7th Pay Commission: The festive season in India could bring a significant piece of good news for millions of people employed by the central government. Under the 7th Pay Commission, the government may soon announce a major update related to Dearness Allowance (DA) and Dearness Relief (DR) for pensioners and central government employees.
How Much Could DA Increase? While no official statement has been released yet, speculations suggest that the announcement might come in October. Some media reports indicate that the government could raise DA by 4%.
How Much Could DA and DR Increase? This could potentially increase the existing 42% to 46%. However, the final decision will be made by the government and is subject to Cabinet approval.

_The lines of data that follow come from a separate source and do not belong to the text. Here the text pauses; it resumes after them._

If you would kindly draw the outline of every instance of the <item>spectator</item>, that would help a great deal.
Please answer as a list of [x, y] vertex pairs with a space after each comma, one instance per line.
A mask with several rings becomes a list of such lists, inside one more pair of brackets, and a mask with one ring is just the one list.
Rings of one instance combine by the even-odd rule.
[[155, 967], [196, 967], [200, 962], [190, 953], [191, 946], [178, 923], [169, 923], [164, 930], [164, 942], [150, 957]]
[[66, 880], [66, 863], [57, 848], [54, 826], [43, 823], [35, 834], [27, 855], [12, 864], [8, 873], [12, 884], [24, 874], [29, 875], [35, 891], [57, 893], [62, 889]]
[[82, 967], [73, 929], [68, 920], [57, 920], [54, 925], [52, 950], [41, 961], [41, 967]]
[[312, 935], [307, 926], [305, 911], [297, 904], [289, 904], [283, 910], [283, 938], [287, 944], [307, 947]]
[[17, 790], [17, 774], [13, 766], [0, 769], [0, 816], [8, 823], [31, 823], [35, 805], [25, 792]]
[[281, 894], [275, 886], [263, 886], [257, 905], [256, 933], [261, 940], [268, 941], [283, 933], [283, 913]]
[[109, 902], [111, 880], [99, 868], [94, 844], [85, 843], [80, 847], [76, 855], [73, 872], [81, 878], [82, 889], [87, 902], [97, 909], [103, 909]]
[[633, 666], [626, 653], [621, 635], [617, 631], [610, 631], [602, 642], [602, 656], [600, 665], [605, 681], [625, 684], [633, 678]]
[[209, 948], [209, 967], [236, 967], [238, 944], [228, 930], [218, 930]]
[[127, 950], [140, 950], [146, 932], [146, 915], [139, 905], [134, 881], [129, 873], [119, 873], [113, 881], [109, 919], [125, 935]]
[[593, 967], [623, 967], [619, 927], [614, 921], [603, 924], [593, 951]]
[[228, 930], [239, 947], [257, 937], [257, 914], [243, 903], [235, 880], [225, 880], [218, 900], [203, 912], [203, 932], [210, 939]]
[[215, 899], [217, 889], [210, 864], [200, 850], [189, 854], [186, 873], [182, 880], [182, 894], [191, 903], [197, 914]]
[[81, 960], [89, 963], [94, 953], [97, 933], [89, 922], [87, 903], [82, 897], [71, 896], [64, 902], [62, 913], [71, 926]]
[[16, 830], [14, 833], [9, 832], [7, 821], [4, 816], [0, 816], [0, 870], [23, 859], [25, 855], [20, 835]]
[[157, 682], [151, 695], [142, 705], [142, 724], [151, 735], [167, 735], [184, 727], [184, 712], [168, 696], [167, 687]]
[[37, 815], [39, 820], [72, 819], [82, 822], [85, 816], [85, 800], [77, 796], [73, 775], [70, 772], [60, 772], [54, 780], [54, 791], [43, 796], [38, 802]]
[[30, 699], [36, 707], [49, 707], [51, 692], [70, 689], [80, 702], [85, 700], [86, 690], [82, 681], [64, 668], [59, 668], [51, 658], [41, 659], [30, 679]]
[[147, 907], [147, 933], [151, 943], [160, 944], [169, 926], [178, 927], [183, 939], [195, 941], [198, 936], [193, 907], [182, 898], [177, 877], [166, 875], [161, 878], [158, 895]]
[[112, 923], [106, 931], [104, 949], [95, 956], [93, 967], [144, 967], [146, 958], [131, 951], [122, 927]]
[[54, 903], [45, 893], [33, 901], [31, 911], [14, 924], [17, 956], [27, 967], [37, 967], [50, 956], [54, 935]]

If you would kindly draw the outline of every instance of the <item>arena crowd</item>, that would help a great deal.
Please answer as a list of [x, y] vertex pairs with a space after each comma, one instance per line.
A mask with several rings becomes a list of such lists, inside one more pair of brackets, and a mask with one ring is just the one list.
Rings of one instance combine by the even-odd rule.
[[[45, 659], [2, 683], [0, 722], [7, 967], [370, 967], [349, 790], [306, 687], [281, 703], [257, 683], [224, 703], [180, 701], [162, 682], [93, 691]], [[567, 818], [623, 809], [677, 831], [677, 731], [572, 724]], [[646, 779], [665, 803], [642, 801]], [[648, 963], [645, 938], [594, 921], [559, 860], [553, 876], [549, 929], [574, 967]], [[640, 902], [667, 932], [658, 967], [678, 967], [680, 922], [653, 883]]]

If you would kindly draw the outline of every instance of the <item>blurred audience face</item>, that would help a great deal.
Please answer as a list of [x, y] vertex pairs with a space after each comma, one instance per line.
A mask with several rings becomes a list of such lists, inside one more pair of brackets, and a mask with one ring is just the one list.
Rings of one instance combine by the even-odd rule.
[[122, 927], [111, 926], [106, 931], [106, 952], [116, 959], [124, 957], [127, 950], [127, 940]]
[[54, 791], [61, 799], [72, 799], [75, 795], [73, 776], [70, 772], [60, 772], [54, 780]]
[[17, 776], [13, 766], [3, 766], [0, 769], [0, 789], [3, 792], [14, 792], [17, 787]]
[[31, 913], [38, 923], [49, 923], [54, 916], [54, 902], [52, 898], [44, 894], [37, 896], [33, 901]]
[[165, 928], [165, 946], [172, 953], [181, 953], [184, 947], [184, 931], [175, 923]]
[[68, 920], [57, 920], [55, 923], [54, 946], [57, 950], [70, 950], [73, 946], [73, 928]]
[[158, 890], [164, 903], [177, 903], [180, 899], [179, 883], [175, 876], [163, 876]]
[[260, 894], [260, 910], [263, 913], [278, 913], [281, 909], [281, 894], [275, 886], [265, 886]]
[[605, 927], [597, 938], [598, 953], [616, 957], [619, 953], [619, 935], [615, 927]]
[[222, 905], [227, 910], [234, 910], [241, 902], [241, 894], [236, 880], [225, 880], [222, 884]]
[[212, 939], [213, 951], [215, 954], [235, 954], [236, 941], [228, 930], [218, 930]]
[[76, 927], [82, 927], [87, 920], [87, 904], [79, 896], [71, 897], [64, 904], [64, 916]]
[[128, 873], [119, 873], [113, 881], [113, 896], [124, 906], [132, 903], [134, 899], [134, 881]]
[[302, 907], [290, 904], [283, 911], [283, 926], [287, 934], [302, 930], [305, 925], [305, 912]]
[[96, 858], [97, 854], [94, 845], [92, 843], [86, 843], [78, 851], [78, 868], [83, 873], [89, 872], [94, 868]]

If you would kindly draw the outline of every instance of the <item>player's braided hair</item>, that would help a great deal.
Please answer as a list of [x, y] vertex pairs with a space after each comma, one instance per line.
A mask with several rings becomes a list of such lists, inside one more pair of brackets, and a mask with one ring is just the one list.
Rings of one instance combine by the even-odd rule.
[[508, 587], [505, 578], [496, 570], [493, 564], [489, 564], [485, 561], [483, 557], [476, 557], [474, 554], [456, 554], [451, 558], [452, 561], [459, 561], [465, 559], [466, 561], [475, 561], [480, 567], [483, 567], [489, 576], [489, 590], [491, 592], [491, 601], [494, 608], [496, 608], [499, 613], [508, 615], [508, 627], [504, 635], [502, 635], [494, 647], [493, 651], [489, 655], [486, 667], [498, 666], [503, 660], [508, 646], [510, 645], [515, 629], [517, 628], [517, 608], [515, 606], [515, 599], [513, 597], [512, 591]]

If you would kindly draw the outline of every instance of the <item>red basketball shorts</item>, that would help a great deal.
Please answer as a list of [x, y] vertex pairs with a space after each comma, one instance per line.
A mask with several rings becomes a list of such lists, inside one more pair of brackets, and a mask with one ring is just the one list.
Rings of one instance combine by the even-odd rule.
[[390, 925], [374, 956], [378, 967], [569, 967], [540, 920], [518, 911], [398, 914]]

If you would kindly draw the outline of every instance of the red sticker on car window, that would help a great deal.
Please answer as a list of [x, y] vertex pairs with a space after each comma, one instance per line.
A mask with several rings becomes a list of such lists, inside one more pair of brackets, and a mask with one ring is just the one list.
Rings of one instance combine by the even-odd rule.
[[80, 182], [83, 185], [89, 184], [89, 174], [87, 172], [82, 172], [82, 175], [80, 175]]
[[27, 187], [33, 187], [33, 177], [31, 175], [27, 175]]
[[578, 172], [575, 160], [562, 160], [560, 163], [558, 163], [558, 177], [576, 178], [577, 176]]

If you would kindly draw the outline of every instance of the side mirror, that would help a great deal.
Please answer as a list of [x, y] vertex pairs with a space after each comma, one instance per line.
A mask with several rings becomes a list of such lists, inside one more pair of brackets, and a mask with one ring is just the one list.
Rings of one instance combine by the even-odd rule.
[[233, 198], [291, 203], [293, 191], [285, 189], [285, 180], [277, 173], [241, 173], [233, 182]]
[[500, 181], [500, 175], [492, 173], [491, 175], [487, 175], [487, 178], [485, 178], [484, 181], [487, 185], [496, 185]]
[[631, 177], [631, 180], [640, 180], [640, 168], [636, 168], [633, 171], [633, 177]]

Understanding DA and DR To combat rising inflation in the country, the government provides Dearness Allowance to its employees. An increase in DA results in a higher salary for millions of employees, as it forms a part of their basic salary. When inflation rises, the government also increases DA to compensate for the increased cost of living. Dearness Relief (DR) is provided by the central government to pensioners.
Why and When Does the Government Modify DA/DR? Due to the continuous increase in inflation, the government regularly adjusts the rates of DA and DR every six months.
How Much Salary Increase Can Be Expected? For instance, suppose an employee’s basic salary is currently ₹18,000 per month. With a 42% DA rate, they receive an additional ₹7,560 every month. If the DA increases to 46%, this amount would rise to ₹8,280, resulting in a ₹720 increment in their salary.